Бегство

Собирались спешно. Королевский дворец уже осаждали толпы желающих либо самому сесть на трон, либо посадить на него ближайшего товарища. В ходе ночных баталий сторонники Гортензии и Гортензия успели вступить в союз, однако решили, что женщин на царстве они не хотят, а потому им достаточно одного Гортензия. Мстительное величество, припомнив супруге все ее штучки, с энтузиазмом принял народный выбор и стал во главе бунтующей массы. Поскольку Иван-дурак со своей партией так и не пожелал встретиться, они переметнулись к тем, кто поддерживал новую силу, о которой говорил царь-батюшка. Но поскольку лидер из-за границы пока еще не прибыл, его временно представлял сизый нос, в душе надеявшийся, что таинственного лидера по дороге хватит кондрашка, и он сам так и останется единоличным представителем неизвестно кого. Что же касается сторонников Стеллы, то они метались в сомнениях – то перебегая к конкурентам, то возвращаясь назад. Но поскольку сомнения – неизменная составляющая человеческой натуры, то временами войско Стеллы в несколько раз превышало общее количество сторонников всех остальных противоборствующих сторон, после чего сомнения вели в сторону, и она оставалась практически в единственном числе, после чего вновь численность ее партии резко увеличивалось.

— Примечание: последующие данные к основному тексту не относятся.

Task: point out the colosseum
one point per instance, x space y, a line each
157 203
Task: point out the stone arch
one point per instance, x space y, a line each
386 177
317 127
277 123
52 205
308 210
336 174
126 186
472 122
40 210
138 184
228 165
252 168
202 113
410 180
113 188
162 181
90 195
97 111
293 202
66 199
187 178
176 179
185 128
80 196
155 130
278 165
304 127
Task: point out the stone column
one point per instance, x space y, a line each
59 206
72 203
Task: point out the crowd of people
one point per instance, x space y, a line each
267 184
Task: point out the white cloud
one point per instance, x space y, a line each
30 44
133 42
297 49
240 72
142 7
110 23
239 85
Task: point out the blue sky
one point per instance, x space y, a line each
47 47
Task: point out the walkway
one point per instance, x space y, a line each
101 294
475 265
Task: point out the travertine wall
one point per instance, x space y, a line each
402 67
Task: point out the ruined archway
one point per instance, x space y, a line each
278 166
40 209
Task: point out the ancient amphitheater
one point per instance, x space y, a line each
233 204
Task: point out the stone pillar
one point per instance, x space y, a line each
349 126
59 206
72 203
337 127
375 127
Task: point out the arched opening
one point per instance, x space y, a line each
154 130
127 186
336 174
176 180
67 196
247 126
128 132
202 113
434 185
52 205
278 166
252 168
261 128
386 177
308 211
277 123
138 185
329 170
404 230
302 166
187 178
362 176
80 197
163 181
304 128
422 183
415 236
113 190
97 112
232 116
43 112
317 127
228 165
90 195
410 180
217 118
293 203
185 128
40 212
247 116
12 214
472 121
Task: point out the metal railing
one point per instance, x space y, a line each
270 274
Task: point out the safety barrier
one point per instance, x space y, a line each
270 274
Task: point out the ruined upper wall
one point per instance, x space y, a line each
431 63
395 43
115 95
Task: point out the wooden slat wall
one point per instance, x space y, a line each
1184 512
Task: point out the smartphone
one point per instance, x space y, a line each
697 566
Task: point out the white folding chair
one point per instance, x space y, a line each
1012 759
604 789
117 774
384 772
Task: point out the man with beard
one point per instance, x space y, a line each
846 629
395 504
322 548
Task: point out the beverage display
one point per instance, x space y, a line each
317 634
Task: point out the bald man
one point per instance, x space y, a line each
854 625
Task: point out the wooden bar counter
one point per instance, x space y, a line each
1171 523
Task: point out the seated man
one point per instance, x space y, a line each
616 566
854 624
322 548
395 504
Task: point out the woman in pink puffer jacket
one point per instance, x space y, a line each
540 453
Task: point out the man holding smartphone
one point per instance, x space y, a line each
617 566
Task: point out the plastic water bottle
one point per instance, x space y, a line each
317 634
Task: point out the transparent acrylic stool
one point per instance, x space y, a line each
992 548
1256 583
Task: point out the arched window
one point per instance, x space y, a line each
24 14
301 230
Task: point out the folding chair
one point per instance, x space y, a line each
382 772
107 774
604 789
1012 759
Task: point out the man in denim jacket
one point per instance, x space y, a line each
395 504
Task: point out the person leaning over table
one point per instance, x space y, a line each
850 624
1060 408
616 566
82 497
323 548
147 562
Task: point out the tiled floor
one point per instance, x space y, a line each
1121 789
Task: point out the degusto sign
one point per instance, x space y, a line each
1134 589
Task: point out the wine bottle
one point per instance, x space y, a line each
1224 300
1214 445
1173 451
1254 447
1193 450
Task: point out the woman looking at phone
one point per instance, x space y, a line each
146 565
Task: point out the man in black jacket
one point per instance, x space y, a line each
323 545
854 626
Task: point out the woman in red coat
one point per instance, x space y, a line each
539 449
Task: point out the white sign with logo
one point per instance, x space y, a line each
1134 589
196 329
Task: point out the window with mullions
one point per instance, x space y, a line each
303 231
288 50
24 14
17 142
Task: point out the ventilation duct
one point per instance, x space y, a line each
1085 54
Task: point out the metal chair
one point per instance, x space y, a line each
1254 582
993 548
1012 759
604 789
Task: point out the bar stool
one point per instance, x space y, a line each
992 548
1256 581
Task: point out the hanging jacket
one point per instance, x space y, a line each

– Неблагодарные, неблагодарные подданные… – то и дело повторяла Гортензия, шедшая рядом с Иваном.
– Да будет тебе, – успокаивал ее тот, – поколбасятся еще недельку, и вспомнят тебя, назад попросят…
– Думаешь? – недоверчиво смотрела на него Гортензия, и тут же отворачивалась в сторону. На глаза наворачивались слезы.
– Ну хватит, – утешал ее Иван, – это что, последнее государство в мире? Найдем тебе королевство еще получше этого.
– Ну да, там своих правителей хватает.
– А нет, так с нами пойдешь, у меня печка широкая, всем места хватит…
– Точно, что-то у них было, – толкнул царь-батюшка воеводу локтем. – А строил из себя…
Иван оглянулся.
– Ты бы лучше за собой следил. Это ж надо было так учудить – народный бунт поднять.
– Учудить или отчебучить? – с надеждой переспросил царь-батюшка.
– Да какая разница, – с плохо скрываемой неприязнью, даже не обернувшись, буркнула Гортензия.
– Не скажи… – попробовал было возразить государь, но тут его уже Иван перебил:
– А ты рог почеши, и поймешь, что действительно никакой.
– Вот как раз поэтому можно все-таки констатировать, что между учудить и отчебучить имеется некоторая разница, – привычно пошел философствовать воевода. – А значит, эти слова не совсем синонимы, или даже вовсе не синонимы.
– Вернемся домой, будешь мне законы писать, – одобрил эту тираду царь-батюшка. – Ты, оказывается, не только кулаками махать здоров.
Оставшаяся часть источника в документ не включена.